Tuesday, August 5, 2014

The Rules of Agape Love?

Do nothing out of selfish ambition or vain conceit. Rather, in humility value others above yourselves, not looking to your own interests but each of you to the interests of the others. —Philippians 2:3-4

When Shawna and I were engaged to be married. I was reading every marriage book that I could find. I wanted to be the best husband that I could be. So I read, I prayed about what I read, and I reread parts that stood out. And I read all of the right books, if you know what I mean.
One night I was sat confused about what I had just read from one of the most noted marriage authors. What he had said contradicted the advice of the book I had finished earlier in the week by another reputed Christian marriage counselor. I was getting stressed as I looked for the right methods of being a good husband. These books were laying out the rules for loving my wife-to-be, but the rules were different. I wanted to throw the books across the room.

Then I had a thought that changed everything, “If I value Shawna above myself, then we will probably have a pretty good marriage.” I had been reading these books from the wrong point of view. My focus was wrong. I was focused on how I could be a good husband, on how I could be a heroic man for my soon-to-be wife. That focus was causing me to miss the point entirely.

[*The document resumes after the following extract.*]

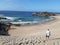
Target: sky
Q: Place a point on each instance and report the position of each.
(30, 5)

Now we have been married nearly 16 years and with that there have been some relational challenges. But every time we’ve had rough waters, I’ve found that I was not considering her more important than myself.

Isn’t this true of any relationship or any experience of community? There is no way to package up Phil 2:3-4 and boil it down to a set of universal principles that can be applied to any marriage. In fact, I have found that the way that I have considered Shawna more important than myself has varied through the years. It’s based on the law of love, the law of agape, which means self-sacrificial, other-oriented, choice-based love. When we are focused on ourselves, we miss the point of love because we are not seeing the other person. We are only looking at ourselves. Let’s look at this a little further so that we can get on the same page regarding this law of agape.
  • Other-oriented—which basically means turn our eyes to understand the other person. We allow them to be them without the need to fix them, teach them or to make them into anything but who God made them to be. We learn to listen to who they are and listen them into a new reality. We are not self-focused trying to get from the other person.
  • Self-sacrificial—By this I don’t mean self-depricating or self-loathing where a person puts others ahead of themselves because they view everyone else as being having more value than they have. It means that we love ourselves enough and see ourselves as having something to offer enough that we can sacrifice ourselves for the sake and the good of another person. 
  • Choice-based—Love like this cannot be forced or coerced. You cannot express agape because you feel that you must or because you are trying to be the right kind of Christian leader. It is something we freely choose to give another person.
This is the mind or attitude of Christ (Phil 2:5) which he displayed on the cross. This is how the Holy Spirit works in and through us today, changing us from the inside out so that we embody this kind of love for others. This is not about following some set of predetermined rules regarding what this love looks like. It’s “adopting this attitude” so that we can make room for the Spirit of God to shape us to be this kind of people.